Vigilien

is there any any? nowhere known some?

Das waren sonderbare Wochen: Während die Bewohner der Stadt Kairo, jeden Tag ein bisschen deutlicher, bewiesen, daß sie sehr viel klüger, zivilisierter, am Ende bürgerlicher und stolzer waren als ihnen irgendjemand zugetraut hätte, am allerwenigsten die Arroganz der angstbesetzten deutschen Bescheidwisserei über alles Arabische, trennte sich hierzuland im Zuge der Aufdeckung eines wissenschaftlichen Betrugs die Spreu für ein paar Tage vom Weizen, und der westdeutsche Zynismus zeigte sein Gesicht: All diejenigen, die wirklich kein Konzept von Integrität haben, hatten Gelegenheit, ihr Anderssein weithin, in aller Unschuld, fragenden Blicks, zu demonstrieren, und sich bedroht zu fühlen von der unheimlichen und übermächtigen Front jener, die nach einem Kriterium urteilen, das ihnen, den Zynikern, zutiefst unverständlich ist und das sie nur deuten können als besonders perfides, besonders selbstgerechtes Machtmittel — mit dem es diesmal, Hetze, Zauberei, sogar gelungen war, die FAZ umzudrehen.

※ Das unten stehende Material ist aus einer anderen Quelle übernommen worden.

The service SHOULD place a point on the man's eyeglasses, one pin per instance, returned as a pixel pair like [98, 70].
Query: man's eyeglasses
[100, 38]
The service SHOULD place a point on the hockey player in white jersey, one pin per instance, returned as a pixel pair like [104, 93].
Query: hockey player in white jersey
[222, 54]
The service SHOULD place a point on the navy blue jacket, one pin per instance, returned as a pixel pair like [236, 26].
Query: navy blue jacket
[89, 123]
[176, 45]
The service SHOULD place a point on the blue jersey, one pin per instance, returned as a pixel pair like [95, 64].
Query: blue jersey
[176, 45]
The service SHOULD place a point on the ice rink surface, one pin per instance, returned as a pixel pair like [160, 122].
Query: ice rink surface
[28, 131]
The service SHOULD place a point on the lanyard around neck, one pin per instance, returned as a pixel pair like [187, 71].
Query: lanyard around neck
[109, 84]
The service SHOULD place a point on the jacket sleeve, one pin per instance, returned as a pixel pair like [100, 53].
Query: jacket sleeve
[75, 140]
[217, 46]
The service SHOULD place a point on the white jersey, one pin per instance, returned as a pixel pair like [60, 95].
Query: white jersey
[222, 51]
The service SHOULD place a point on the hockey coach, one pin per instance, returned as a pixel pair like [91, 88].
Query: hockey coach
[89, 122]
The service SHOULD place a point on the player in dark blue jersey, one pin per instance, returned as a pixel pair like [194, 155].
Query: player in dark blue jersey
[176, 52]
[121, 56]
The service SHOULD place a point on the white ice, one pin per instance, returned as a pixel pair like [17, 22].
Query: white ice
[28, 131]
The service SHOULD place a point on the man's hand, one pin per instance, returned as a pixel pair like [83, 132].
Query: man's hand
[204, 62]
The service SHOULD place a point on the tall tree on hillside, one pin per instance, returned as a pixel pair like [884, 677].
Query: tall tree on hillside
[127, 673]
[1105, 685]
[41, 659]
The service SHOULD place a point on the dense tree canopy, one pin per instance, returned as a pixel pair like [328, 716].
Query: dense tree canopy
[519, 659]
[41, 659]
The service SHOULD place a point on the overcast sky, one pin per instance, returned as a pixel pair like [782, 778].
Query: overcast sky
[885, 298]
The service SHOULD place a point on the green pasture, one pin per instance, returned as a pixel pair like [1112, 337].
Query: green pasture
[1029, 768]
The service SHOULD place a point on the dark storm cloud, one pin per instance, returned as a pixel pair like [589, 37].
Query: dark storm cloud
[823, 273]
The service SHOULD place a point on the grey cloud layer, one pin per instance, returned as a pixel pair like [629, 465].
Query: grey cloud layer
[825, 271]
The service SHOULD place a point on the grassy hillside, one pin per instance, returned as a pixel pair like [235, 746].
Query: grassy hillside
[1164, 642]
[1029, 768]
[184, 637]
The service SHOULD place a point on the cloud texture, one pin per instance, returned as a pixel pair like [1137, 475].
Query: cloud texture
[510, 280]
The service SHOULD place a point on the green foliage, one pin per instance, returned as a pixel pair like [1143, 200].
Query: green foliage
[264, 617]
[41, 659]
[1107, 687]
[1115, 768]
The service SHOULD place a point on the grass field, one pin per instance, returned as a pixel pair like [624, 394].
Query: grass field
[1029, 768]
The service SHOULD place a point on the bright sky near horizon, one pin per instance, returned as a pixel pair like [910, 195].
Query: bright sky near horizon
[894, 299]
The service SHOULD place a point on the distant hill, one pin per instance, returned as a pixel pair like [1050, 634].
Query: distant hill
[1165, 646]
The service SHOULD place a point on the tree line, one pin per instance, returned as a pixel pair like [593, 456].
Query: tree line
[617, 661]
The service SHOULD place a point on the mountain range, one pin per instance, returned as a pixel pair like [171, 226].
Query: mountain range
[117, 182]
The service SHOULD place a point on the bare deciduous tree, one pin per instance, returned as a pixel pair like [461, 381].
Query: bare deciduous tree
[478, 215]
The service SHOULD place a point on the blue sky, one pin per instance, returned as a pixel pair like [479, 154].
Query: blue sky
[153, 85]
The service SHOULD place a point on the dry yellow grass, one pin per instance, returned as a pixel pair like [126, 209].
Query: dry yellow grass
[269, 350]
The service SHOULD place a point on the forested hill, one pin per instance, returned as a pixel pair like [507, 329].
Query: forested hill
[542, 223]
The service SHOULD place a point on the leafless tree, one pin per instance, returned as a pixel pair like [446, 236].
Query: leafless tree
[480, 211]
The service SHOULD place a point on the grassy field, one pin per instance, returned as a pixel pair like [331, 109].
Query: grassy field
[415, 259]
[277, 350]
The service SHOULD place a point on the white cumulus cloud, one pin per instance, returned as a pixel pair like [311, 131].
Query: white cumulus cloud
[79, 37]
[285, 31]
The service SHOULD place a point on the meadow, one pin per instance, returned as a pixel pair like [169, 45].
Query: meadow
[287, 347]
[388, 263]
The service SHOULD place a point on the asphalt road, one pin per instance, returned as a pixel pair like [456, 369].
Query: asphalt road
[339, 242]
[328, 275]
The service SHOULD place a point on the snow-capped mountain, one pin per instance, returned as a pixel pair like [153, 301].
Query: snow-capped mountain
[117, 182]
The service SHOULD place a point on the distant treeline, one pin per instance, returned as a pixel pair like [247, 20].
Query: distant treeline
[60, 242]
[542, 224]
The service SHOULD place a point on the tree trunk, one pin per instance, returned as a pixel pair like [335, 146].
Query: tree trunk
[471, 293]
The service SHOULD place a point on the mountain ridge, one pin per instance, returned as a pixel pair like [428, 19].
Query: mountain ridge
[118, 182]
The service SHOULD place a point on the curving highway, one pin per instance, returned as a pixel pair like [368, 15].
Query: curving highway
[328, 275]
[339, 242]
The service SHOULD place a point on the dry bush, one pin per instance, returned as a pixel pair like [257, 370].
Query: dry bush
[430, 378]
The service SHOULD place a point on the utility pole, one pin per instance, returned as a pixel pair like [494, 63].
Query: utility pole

[Dazu kommt aber, daß die moralischen Räume tatsächlich enger werden, es keine Ruhe mehr gibt vor dem allsehenden Blick des strengen Mensch-Gottes, keine Taschen der Immoralität, keine lokalen Blasen, in denen vergangene Vergehen keine Rolle spielen und man gemeinsam schweigend vor sich hinstirbt, um sich nicht hassen zu müssen: Die Zeit der Zonen der Sünde ist vorbei. Unerbittlich urteilt die Welt vor sich her und überall hin, und ich stelle noch einmal die These auf, daß diese unerbittliche Urteilstotalität den Zynismus befördert, er ist die Kapitulation, eine Folge der Überforderung: Weil über alles, auch über die Länge des Spülvorgangs am Klo, moralisch geurteilt wird, klinkt sich der überforderte Geist der Schwachen aus und erklärt das alles für verlogen. Eine grantige Version echter Ehrlichkeit, das Stehen-zum-Drecksau-Sein, eben der westdeutsche Zynismus, ersetzt das zusammengebrochene Integritätskonzept.]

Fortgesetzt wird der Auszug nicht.